Der zukünftige Boulevard zeichnet sich durch eine skulpturale Architektur mit gewellten Innenfassaden, deren Glas-Dach geöffnet werden kann, und durch eine ansprechende Begrünung aus. Ziel ist eine hohe, wetterunabhängige Aufenthaltsqualität für internationale und lokale Top-Gastronomie sowie Handels-Konzepte.

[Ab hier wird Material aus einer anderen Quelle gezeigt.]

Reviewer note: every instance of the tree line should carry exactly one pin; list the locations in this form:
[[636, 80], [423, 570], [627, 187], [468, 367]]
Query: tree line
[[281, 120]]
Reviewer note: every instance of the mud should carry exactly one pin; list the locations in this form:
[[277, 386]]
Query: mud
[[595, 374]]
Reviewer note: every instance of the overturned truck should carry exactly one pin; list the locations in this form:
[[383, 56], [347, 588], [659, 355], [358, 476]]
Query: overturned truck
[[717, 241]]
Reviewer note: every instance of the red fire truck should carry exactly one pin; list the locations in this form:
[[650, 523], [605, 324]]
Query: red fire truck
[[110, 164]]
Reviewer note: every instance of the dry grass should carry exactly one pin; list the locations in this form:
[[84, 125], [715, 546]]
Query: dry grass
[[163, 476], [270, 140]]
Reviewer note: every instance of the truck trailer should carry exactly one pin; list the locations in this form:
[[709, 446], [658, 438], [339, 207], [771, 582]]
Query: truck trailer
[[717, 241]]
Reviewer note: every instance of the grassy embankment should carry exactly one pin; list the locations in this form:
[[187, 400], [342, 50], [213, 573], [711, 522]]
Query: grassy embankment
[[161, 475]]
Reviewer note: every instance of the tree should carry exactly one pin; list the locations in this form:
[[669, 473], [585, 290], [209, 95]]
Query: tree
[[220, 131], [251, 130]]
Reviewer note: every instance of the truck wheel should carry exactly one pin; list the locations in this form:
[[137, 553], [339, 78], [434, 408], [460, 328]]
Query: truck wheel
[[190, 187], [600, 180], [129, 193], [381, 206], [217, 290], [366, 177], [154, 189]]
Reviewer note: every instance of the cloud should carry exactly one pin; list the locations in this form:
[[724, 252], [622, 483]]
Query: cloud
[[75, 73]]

Zum Martin-Luther-Platz hin wird ein geschwungenes und gewölbtes Dach realisiert, welches mit einer Höhe von circa 41,2 Metern unterhalb der üblichen Höhe der Düsseldorfer Hochhäuser bleibt. Der dreieckige konzipierte Hochpunkt soll auch einen Teil der Büroflächen beherbergen. Das Calatrava-Projekt begeistert jedoch nicht nur mit einer modernen, markanten Architektur, sondern auch in puncto Nachhaltigkeit mit seinen großzügig begrünten Dach-Terrassen und integrierten Solar-Panelen in den Dachflächen. Das hilft der Stadt, ihre Klima-Ziele zu erreichen.

Die Kö an der Spitze

Bild: Santiago Calatrava

Das Ziel des Groß-Projektes ist es, die Königsallee als Pracht-Boulevard zu stärken und die Internationalität der Stadt hervorzuheben. „Wir möchten die Königsallee an die Spitze der europäischen Einkaufsstraßen bringen. Dieses Projekt von internationaler Ausstrahlung kann ein neues Wahrzeichen für die schönste Einkaufsstraße Europas werden!”, so Uwe Reppegather (Quelle: ddorf-aktuell.de).

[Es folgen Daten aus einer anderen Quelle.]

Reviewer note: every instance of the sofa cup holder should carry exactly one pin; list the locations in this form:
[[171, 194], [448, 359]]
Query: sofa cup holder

Erster Projekt-Abschnitt gestartet

Mit der Fertigstellung des Hochpunktes „Kö36“, einem 60 Meter hohen, nachhaltigen Komplex mit viel Grün auf dem Dach und an den Fassaden – ein Entwurf der Düsseldorfer Büro Structurelab GmbH – ist der erste Projektabschnitt bereits erfolgreich abgeschlossen. In die Geschäftsflächen sind die beiden Luxus-Brands Moncler und Fendi eingezogen – damit sind 2.000 m² Verkaufsfläche in der Kö 36 vermietet. Um den Geschäftsbetrieb auf der Königsallee möglichst wenig zu belasten, soll die Modernisierung der Kö-Häuser schrittweise bis 2028 erfolgen. Das Investitionsvolumen liegt bei über 1 Mrd. Euro.

KöTower: Ein weiteres spannendes Bauvorhaben auf der Kö

Bild: RKW Architektur +

Mit dem KöTower an der Kö 106, am Süd-Ende der Königsallee, soll Düsseldorf ein weiteres Neubau-Highlight dazugewinnen. Der Investor Catella Group plant am Übergang von Prachtmeile und Friedrichstadt einen nachhaltigen, gläsernen 300 Millionen-Komplex mit Büroflächen, Gastronomie, Nahversorgung und Serviceeinrichtungen.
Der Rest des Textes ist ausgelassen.